Australia's High Court revoked a patent on BRCA1, commonly called the breast cancer gene, in a unanimous decision delivered earlier this week. Two-time breast cancer cancer and cervical cancer survivor Yvonne D'Arcy took on Myriad Genetics, the American holder of the patent on the gene. D'Arcy was represented by Australian "leading social justice firm" Maurice Blackburn.

Myriad Genetics held the patent on BRCA1, and there were concerns that the U.S. based pharmaceutical company was restricting access to potentially life saving tests. The company argued that their patent ensured that research would be commercially viable. A spokesperson said that patents make "personalized medicine a reality" by giving "research-based companies like Myriad with an incentive to continue to invest in Research and Development". Apparently the thought of saving lives without mass profit wasn't incentive enough.

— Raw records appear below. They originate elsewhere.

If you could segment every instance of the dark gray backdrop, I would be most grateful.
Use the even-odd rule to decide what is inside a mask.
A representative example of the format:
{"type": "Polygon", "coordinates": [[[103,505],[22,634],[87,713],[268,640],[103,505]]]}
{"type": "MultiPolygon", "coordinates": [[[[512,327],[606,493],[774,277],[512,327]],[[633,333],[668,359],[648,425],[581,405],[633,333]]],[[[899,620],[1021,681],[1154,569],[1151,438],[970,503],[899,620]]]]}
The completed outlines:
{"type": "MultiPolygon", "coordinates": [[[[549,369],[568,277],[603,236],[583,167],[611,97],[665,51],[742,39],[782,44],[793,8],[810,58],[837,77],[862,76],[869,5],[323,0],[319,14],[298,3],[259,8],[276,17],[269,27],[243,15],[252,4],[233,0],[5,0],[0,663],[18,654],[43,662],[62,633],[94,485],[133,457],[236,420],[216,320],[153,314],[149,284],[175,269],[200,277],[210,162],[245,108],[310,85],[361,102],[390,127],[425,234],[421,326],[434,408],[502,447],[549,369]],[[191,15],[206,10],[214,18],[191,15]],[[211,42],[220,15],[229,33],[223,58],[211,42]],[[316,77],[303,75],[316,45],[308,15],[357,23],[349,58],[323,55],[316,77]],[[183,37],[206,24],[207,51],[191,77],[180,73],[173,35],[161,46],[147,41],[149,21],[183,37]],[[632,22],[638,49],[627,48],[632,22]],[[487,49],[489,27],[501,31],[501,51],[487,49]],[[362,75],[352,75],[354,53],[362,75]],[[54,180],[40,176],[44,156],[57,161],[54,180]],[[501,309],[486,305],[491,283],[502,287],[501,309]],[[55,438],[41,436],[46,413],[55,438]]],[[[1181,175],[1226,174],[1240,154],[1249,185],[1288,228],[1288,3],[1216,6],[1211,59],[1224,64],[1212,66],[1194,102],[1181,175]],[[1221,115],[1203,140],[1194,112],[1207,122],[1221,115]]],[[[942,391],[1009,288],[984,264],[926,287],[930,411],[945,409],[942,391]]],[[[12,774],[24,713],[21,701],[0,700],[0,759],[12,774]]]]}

The court ruled that BRCA1 is a gene that naturally occurs, and therefore is not a "patentable invention". This ruling follows a similar decision made by American courts, which found that genes are "discoveries" rather than "inventions".

Jackie Coles, the acting CEO of the National Breast Cancer Foundation, translated the ruling into potential action, saying that:

Lifting the restrictions on BRCA1 will allow researchers to translate fundamental knowledge about our genetic make-up into real advances in breast cancer detection and treatment.

Intellectual property expert Matthew Rimmer said that Australia's ruling would "be of significance to ongoing litigation", even in other countries. Rimmer pointed to the Children's Hospital of Eastern Ontario's fight against gene patents in Canada as one example.

Rimmer also spoke of the benefit to genetic researchers, who would now be able to work free from patent concerns. D'Arcy and Rimmer both believe that the ruling will have a significant impact on the price of the genetic testing, making it more affordable for Australian citizens.